# Imdb

Introduction to `Text analysis` from IMDB reviews for movies. So let's important modules from fastai.

In [2]:
from fastai import *
from fastai.text import *

First let's download the dataset we are going to study. The [dataset](http://ai.stanford.edu/~amaas/data/sentiment/) has been curated by Andrew Maas et al. and contains a total of 100,000 reviews on IMDB. 25,000 of them are labelled as positive and negative for training, another 25,000 are labelled for testing (in both cases they are highly polarized). The remaning 50,000 is an additional unlabelled data (but we will find a use for it nonetheless).

In [6]:
path = untar_data(URLs.IMDB_SAMPLE)
path.ls()

[PosixPath('/home/anass/.fastai/data/imdb_sample/texts.csv')]

It's just a `csv` file so we could open it with **pandas**

In [10]:
df = pd.read_csv(path/'texts.csv')
df.head()

Unnamed: 0,label,text,is_valid
0,negative,Un-bleeping-believable! Meg Ryan doesn't even ...,False
1,positive,This is a extremely well-made film. The acting...,False
2,negative,Every once in a long while a movie will come a...,False
3,positive,Name just says it all. I watched this movie wi...,False
4,negative,This movie succeeds at being one of the most u...,False


The data contains labels from the *first* column and **Text** in the second. The third column is to determin either the text should be on the **validation** set or not.

In [12]:
df['text'][1]

'This is a extremely well-made film. The acting, script and camera-work are all first-rate. The music is good, too, though it is mostly early in the film, when things are still relatively cheery. There are no really superstars in the cast, though several faces will be familiar. The entire cast does an excellent job with the script.<br /><br />But it is hard to watch, because there is no good end to a situation like the one presented. It is now fashionable to blame the British for setting Hindus and Muslims against each other, and then cruelly separating them into two countries. There is some merit in this view, but it\'s also true that no one forced Hindus and Muslims in the region to mistreat each other as they did around the time of partition. It seems more likely that the British simply saw the tensions between the religions and were clever enough to exploit them to their own ends.<br /><br />The result is that there is much cruelty and inhumanity in the situation and this is very u

Let's create a `dataBunch` from the csv file then

In [15]:
data_lm = TextDataBunch.from_csv(path,'texts.csv')

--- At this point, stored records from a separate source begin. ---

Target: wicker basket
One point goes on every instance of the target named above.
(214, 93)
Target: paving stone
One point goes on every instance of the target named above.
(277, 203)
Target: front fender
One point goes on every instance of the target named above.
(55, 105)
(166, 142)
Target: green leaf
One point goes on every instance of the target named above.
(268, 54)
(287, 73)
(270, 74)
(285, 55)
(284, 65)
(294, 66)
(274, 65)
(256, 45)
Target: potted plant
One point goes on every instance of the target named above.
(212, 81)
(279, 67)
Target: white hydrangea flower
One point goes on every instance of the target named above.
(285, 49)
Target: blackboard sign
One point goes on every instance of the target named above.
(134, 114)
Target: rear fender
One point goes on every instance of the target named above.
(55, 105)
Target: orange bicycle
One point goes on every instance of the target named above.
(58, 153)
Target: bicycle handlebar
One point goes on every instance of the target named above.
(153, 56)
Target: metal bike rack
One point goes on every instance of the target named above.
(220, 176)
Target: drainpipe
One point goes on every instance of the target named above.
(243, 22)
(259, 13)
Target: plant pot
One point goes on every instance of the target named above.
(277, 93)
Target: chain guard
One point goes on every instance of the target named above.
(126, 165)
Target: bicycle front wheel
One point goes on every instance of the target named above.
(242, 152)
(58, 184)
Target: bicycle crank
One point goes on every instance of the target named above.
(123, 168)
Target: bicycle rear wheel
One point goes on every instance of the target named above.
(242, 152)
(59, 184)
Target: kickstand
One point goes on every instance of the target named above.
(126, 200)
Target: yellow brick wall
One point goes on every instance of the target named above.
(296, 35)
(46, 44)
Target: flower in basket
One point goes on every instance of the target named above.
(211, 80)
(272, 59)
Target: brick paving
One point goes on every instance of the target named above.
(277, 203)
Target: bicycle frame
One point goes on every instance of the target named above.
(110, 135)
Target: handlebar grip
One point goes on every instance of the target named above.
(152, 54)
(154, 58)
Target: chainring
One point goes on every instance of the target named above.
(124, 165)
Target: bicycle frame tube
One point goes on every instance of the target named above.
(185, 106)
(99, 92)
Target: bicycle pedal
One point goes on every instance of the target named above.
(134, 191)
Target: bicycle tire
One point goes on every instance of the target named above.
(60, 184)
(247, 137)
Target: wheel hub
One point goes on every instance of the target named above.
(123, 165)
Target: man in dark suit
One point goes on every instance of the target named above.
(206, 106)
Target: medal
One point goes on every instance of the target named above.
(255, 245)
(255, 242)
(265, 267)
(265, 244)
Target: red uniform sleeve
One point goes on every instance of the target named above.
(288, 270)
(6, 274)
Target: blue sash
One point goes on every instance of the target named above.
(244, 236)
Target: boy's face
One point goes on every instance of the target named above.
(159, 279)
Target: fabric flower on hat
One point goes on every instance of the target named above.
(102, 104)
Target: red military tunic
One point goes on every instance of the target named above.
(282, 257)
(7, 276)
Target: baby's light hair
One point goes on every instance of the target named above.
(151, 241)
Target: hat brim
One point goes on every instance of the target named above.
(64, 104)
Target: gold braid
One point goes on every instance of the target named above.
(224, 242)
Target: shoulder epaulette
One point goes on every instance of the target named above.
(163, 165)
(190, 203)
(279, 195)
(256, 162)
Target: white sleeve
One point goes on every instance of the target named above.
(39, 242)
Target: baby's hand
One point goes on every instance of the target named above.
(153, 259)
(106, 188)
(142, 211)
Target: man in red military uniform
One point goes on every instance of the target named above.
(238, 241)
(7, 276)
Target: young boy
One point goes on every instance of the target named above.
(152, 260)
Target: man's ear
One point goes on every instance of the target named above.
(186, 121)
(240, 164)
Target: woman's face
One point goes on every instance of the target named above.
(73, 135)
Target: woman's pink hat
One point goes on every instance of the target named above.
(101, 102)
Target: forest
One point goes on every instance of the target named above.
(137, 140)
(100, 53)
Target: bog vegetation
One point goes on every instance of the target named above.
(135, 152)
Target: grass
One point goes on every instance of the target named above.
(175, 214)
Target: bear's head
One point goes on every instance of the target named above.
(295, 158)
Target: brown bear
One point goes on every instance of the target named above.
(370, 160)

A text is composed of words, and we can't apply mathematical functions to them directly. 

We first have to convert them to numbers. This is done in two differents steps:
 * tokenization 
 * numericalization.
 
 A TextDataBunch does all of that behind the scenes for you. So let's save the model

In [18]:
data_lm.save()

In [23]:
data_lm.vocab.itos[:10]  # show the list of tokens

['xxunk',
 'xxpad',
 'xxbos',
 'xxeos',
 'xxfld',
 'xxmaj',
 'xxup',
 'xxrep',
 'xxwrep',
 'the']

Let's get a look a single data element

In [26]:
data_lm.train_ds[0][0].data[:10]  # it's a list of element each one representing a vocabulary token

array([   2,    5,   82,  308,   12,   19, 2008,   21,   31,  103])

Let's do this with `data block` API

In [32]:
data = (TextList.from_csv(path,'texts.csv',cols='text')
       .split_from_df(col=2)
       .label_from_df(cols=2)
       .databunch())

For **NLP** Problems, we must creat two models

* **Language model** : with word embedding
* **classifier**: with Rucurrent Neural networks

In [33]:
#create an language model
learn =language_model_learner(data,URLs.)

TypeError: language_model_learner() missing 1 required positional argument: 'arch'